Another largish tomb to digest. Book 5 is all about plants.
It starts off with the simplest of plants like mosses and so on, and works its way through the whole field. There is quite a lot of detail, and the start of the book I find rather heavy going as it introduces all the different types and their various ways of reproducing. Its a lot of alphabet soup here as all manner of new terms and structures are described in quick succession. Everything under the sun has a new somethingaphore or blastothingy
However it does get into more of the stuff I like, such as the mechanisms of photosystems and the molecular detail of transport systems and such like. Yes, I know I'm weird but thanks for asking!

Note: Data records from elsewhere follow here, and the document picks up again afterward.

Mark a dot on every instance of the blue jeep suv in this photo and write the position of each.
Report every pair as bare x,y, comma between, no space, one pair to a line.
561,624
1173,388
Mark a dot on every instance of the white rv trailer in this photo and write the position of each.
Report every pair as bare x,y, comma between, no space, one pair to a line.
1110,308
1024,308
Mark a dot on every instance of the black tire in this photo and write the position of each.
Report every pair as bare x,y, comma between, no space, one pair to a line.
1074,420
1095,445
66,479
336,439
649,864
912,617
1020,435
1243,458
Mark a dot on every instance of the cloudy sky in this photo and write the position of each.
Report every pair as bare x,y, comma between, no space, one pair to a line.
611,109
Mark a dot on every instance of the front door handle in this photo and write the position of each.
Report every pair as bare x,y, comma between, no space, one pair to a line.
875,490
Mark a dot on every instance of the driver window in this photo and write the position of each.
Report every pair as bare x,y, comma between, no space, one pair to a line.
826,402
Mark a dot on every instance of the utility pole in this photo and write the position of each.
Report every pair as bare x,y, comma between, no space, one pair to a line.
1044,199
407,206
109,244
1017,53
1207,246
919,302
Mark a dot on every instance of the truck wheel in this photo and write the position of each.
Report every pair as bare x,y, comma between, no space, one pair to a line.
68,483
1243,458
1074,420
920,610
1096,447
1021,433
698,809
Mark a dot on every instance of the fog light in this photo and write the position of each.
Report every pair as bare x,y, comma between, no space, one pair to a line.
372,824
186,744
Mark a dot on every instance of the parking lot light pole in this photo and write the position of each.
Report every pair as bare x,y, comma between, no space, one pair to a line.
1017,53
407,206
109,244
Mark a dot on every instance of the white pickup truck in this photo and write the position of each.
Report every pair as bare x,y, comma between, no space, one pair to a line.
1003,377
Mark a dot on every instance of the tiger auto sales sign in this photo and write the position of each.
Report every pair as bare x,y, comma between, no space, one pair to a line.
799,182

CAM and C4 plants also get a mention - you'd have though RuBisCO would have sorted itself out by now, I mean its had several hundred million years to get it right, if not several billion!

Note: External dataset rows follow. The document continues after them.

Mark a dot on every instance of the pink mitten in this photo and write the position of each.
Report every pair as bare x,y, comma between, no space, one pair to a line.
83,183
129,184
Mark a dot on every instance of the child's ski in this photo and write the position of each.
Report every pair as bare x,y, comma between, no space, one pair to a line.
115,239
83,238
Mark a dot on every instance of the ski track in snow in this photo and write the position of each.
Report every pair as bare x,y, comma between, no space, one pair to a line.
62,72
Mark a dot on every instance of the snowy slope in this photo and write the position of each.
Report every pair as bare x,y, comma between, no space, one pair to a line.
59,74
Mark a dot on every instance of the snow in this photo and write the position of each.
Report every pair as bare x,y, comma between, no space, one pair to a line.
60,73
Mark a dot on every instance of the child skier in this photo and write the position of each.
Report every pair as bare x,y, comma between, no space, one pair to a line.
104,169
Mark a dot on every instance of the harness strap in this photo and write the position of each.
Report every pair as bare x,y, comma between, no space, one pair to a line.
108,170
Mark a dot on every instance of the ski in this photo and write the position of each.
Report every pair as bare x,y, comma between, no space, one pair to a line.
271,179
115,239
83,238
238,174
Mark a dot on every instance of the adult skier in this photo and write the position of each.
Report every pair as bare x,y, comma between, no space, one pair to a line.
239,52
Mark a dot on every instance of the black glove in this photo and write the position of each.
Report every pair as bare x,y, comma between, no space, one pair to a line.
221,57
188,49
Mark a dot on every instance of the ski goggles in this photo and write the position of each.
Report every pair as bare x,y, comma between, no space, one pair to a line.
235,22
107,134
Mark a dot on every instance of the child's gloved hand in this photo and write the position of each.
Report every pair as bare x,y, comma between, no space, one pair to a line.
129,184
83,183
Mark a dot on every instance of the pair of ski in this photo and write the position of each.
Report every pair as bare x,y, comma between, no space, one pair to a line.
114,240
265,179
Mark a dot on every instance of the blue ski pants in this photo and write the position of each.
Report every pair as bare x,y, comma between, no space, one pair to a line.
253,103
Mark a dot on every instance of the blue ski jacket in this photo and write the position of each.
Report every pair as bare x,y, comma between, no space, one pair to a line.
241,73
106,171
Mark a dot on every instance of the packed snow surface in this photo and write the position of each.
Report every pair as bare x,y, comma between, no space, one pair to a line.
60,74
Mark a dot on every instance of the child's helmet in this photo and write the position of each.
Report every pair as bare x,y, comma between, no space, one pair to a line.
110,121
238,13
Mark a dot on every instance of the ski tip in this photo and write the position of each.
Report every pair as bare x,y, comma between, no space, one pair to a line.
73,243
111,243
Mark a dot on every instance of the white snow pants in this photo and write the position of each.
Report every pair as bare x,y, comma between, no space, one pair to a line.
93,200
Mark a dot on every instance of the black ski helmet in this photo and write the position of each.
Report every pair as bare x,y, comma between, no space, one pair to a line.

Then we get into water transport, stomata and xylem, followed by phloem and sugar transport and all that stuff. There is a lot of detail on this and its all quite interesting, but again there are a lot of words to learn. Sieve tubes, companion cells, pressure-flow, cohesion-tension theories etc.
After that we explore the flowering mechanisms, and also re-examine the auxin theory of phototropism. This has changed substantially since I last looked at it, it seems the early researchers came to premature conclusions based on reasonable evidence.
It rounds off with a section on microbes, seeds and interactions between them.